The Mexico City Policy Is Silencing Thousands

President Trump signing an executive order reinstating the Mexico City Policy on his first full day in office ( Image )

President Trump signing an executive order reinstating the Mexico City Policy on his first full day in office (Image)


At the second International Conference on Population in 1984, President Ronald Reagan signed the Mexico City Policy into effect. This executive action, the first of its kind, went beyond the Helms Amendment - a policy already in place prohibiting US overseas funding from being used for abortion. Reagan’s order required foreign NGOs, or non-governmental organizations, to pledge that they would not “perform or actively promote abortion as a method of family planning” with American monetary aid. The policy has subsequently been repealed by every Democratic president and reinstated by every Republican president since Reagan.

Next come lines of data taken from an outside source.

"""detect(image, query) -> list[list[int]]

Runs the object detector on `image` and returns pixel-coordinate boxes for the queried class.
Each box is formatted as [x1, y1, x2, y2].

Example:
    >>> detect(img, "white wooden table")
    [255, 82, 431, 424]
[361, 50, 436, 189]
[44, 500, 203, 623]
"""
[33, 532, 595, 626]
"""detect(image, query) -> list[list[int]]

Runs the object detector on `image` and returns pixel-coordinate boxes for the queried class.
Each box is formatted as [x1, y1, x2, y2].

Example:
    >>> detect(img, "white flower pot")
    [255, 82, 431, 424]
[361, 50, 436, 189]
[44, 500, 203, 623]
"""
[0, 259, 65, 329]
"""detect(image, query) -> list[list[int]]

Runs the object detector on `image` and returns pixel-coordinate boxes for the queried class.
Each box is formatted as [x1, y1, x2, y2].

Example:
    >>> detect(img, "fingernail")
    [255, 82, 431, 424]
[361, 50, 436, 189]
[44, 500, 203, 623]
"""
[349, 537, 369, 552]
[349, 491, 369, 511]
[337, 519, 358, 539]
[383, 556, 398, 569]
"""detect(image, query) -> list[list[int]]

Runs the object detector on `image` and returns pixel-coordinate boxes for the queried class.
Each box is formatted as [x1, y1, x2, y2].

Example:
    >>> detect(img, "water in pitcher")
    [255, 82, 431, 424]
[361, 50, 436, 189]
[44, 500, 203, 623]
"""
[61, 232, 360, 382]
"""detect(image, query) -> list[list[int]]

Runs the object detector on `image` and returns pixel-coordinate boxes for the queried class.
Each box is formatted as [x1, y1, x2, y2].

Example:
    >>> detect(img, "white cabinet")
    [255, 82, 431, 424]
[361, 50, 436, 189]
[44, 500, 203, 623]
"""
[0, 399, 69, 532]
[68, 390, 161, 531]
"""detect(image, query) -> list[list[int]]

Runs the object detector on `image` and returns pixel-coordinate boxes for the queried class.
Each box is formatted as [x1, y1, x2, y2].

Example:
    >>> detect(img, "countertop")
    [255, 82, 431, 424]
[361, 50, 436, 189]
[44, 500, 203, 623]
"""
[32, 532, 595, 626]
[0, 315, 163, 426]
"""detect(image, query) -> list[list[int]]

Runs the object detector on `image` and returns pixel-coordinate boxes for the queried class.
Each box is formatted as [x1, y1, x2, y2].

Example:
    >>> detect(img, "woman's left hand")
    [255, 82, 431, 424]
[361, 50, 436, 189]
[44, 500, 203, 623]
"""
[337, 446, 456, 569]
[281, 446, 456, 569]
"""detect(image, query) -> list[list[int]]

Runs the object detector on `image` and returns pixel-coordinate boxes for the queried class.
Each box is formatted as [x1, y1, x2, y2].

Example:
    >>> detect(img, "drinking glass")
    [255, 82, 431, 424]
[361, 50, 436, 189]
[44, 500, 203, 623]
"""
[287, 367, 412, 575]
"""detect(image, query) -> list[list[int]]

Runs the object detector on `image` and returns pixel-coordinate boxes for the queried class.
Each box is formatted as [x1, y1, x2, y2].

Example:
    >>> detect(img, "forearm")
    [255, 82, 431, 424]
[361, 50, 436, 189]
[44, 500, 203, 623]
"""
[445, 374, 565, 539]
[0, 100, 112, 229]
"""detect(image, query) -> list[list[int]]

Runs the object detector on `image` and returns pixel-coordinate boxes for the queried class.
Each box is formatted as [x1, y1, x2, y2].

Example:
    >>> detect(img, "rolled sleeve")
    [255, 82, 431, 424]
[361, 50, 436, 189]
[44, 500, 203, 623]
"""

On January 23, 2017, merely three days after his inauguration, President Trump signed a newer, broader version of the Mexico City Policy into action. Last year’s ruling applies not just to family planning clinics, but to almost all types of healthcare facilities in countries receiving US aid. This includes clinics that treat HIV, malaria, tuberculosis, regional diseases, and more.

Critics call this policy the “global gag rule”, and activists often claim the protocol bans funding to any foreign healthcare organizations that so much as mention the word “abortion.” Although there are exceptions -- foreign NGOs can refer abortion services to patients who have already decided to get an abortion in countries where the procedure is legal and to patients whose pregnancies are a result of incest or rape -- the claim mostly holds water. Organizations are not allowed to proactively mention abortion outside of these exceptions. President Trump’s expanded policy also prohibits offering any advice about abortions or providing locations where one can receive them, publicly supporting a change in a country’s abortion laws or lobbying in any form, and providing public information about abortion as a legitimate method of family planning.

To those opposing abortion, the global gag rule may seem, in theory, like a solid solution to preventing abortions. In fact, however, abortion rates have actually risen since its implementation. Marie Stopes International, one of the largest international family planning providers, estimated that from 2017 to 2020, this policy would lead to 4.3 million more abortions, about 2.1 million of those unsafe, and 21,700 more maternal deaths.

It is clear that the Mexico City Policy does not come close to meeting its intended goal of reducing abortions. The global gag rule hurts more than it helps. There have been attempts to repeal it, however. Representative Nita Lowey of New York and Senator Jeanne Shaheen of New Hampshire co-sponsored a bill the day after President Trump signed the Mexico City Policy into action referred to as the Global HER Act, or the Global Health, Empowerment and Rights Act, which would unilaterally prevent the gag rule from ever being put into place again.

It seems inevitable that the Mexico City Policy will continue to be un- and re-instated as long as abortion remains such a divisive issue among the electorate. Still, the partisan back-and-forth currently associated with the global gag rule neglect the countless lives affected by the policy around the world.